As for 47 Legare, Julia retained title to 47 Legare until her death in 1970, when the South Carolina National Bank of Charleston (the Bank) assumed title as executor of Julia's estate. In 1971, the Bank sold 47 Legare to Nancy Linton, who then sold 47 Legare to Tamsberg and her now deceased husband in 1988.
The record is unclear whether "parties" refers to the original parties to the 1911 Deed or Black and the Bank.
The gate still existed at the time of the hearing. The site of the former garage was a residential space as of 2004.
At his deposition, Appellant Williams testified Tamsberg asked for, and was given, Appellants' permission for her landscapers to walk down the easement.
The record is not clear as to whether the fence is the same as the wall Tamsberg erected in 2004 or if it is a different fence altogether.

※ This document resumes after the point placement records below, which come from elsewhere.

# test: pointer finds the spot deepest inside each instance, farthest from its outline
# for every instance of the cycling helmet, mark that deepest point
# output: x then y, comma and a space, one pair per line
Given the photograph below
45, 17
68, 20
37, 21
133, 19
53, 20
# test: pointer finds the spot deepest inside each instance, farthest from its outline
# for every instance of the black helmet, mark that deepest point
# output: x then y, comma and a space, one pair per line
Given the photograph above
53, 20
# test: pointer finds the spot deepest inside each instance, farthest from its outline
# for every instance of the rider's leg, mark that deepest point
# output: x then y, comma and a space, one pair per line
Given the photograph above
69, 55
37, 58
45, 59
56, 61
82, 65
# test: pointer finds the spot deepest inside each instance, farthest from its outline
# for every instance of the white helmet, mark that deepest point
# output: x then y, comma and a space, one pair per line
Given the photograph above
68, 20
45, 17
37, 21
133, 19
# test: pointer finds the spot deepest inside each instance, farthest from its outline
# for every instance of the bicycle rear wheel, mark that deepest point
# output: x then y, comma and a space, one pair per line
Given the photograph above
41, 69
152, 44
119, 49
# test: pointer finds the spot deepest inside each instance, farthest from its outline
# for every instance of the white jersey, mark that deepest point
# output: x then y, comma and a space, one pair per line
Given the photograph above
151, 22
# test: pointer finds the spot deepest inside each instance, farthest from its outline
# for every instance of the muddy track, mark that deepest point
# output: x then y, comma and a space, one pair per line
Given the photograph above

Appellants assert that Tamsberg's restrictive covenant argument is an alternative argument if the easement in the 1911 Deed was an easement in gross. Additionally, Appellants' underlying cause of action relies on the non-existence of an appurtenant easement, which is an action at law. Therefore, because our finding of a valid appurtenant easement is dispositive, we need not address Appellant's remaining issues on appeal. See Futch v. McAllister Towing of Georgetown, Inc. , 335 S.C. 598, 613, 518 S.E.2d 591, 598 (1999) (ruling an appellate court need not address remaining issues when its resolution of a prior issue is dispositive).